From the Spanish side, standard banking regulations apply — nothing unusual for this corridor. Your provider will require identity verification and, for amounts above €10,000, may ask for source-of-funds documentation in line with EU anti-money laundering rules. This is routine across the EU and no cause for concern on typical remittance amounts. On the Ethiopian side, recipients do not pay tax on incoming remittances. Exchanges happen at the official rate set by the National Bank of Ethiopia. There's no useful informal channel worth chasing — the licensed banking route is both the legal requirement and the most reliable path.

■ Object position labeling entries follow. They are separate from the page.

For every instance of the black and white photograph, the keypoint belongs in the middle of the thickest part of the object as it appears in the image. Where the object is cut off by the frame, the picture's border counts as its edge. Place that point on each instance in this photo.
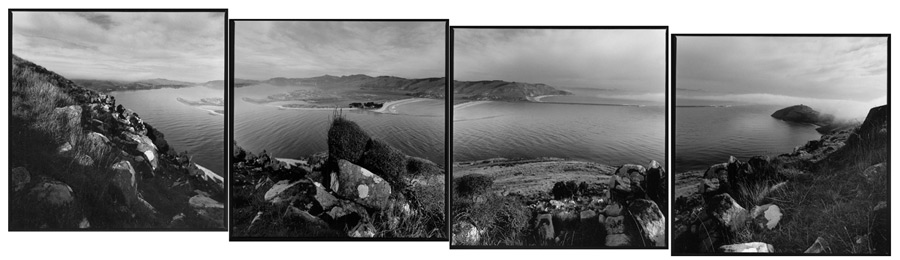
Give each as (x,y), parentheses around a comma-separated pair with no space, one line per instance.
(339,130)
(781,144)
(559,137)
(116,120)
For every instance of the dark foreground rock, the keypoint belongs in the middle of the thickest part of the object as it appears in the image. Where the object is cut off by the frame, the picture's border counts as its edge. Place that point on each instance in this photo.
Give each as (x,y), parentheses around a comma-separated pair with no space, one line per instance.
(615,211)
(360,188)
(81,161)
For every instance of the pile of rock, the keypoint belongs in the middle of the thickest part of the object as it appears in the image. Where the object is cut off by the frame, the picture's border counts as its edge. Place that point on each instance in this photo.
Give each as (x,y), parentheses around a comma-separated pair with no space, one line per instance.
(118,153)
(621,213)
(715,215)
(361,188)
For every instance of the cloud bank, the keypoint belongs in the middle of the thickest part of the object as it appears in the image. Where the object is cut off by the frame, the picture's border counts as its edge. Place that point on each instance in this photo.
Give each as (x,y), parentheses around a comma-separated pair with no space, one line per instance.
(268,49)
(631,60)
(186,46)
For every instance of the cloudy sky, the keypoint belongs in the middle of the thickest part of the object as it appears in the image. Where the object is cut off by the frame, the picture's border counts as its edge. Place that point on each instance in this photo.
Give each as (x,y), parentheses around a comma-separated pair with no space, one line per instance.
(123,46)
(827,71)
(299,49)
(632,60)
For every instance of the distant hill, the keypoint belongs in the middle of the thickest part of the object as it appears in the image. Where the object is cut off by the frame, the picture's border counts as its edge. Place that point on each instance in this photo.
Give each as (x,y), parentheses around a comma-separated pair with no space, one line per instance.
(803,114)
(116,85)
(503,90)
(80,161)
(424,87)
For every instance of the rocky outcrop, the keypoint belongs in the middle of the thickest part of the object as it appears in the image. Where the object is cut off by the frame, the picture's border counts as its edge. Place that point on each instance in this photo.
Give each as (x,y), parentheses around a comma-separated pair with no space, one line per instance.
(99,159)
(617,212)
(738,201)
(360,188)
(803,114)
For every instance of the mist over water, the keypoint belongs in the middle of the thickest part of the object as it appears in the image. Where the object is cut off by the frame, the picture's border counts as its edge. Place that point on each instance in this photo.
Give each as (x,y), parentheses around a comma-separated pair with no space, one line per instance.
(709,135)
(605,134)
(417,128)
(186,128)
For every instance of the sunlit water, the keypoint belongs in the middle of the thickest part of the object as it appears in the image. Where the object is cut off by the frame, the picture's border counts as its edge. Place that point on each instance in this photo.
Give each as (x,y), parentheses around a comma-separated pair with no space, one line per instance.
(612,135)
(709,135)
(416,128)
(196,130)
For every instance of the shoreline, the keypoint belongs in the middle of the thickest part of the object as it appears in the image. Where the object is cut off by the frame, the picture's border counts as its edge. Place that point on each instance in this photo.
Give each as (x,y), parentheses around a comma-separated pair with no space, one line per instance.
(533,176)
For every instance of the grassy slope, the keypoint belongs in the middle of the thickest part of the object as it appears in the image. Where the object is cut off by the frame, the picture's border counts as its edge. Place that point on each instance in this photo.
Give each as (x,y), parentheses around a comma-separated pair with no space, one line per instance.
(35,133)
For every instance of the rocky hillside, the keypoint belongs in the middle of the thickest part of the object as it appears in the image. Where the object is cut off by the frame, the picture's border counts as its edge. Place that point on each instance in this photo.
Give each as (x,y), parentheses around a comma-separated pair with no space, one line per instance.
(558,203)
(115,85)
(828,196)
(803,114)
(503,90)
(79,161)
(360,188)
(425,87)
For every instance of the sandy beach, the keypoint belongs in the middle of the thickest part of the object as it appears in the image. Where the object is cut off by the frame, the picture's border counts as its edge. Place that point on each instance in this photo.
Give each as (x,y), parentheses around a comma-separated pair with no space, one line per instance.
(534,176)
(468,104)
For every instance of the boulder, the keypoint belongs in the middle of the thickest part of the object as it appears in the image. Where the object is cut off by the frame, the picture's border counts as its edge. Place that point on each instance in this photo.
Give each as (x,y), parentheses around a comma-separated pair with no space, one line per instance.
(52,193)
(714,179)
(19,178)
(84,160)
(97,143)
(208,209)
(363,230)
(635,173)
(385,161)
(362,186)
(544,227)
(346,140)
(285,192)
(875,173)
(615,232)
(71,118)
(752,247)
(657,186)
(766,216)
(650,220)
(820,246)
(724,209)
(84,224)
(464,233)
(325,199)
(124,179)
(64,149)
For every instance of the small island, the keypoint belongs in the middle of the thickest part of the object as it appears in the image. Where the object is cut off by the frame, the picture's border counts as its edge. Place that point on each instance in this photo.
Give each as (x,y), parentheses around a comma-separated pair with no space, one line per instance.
(803,114)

The Ethiopian birr is a managed currency, which limits dramatic daily swings — but rates still shift week to week. Set a rate alert in Wise or Remitly and transfer when it moves in your favour. Avoid sending around Ethiopian public holidays; bank processing slows noticeably. For transfers above €1,000, compare live quotes from at least two providers before committing. Mid-week transfers during European banking hours — Tuesday through Thursday — tend to clear fastest with the fewest processing delays.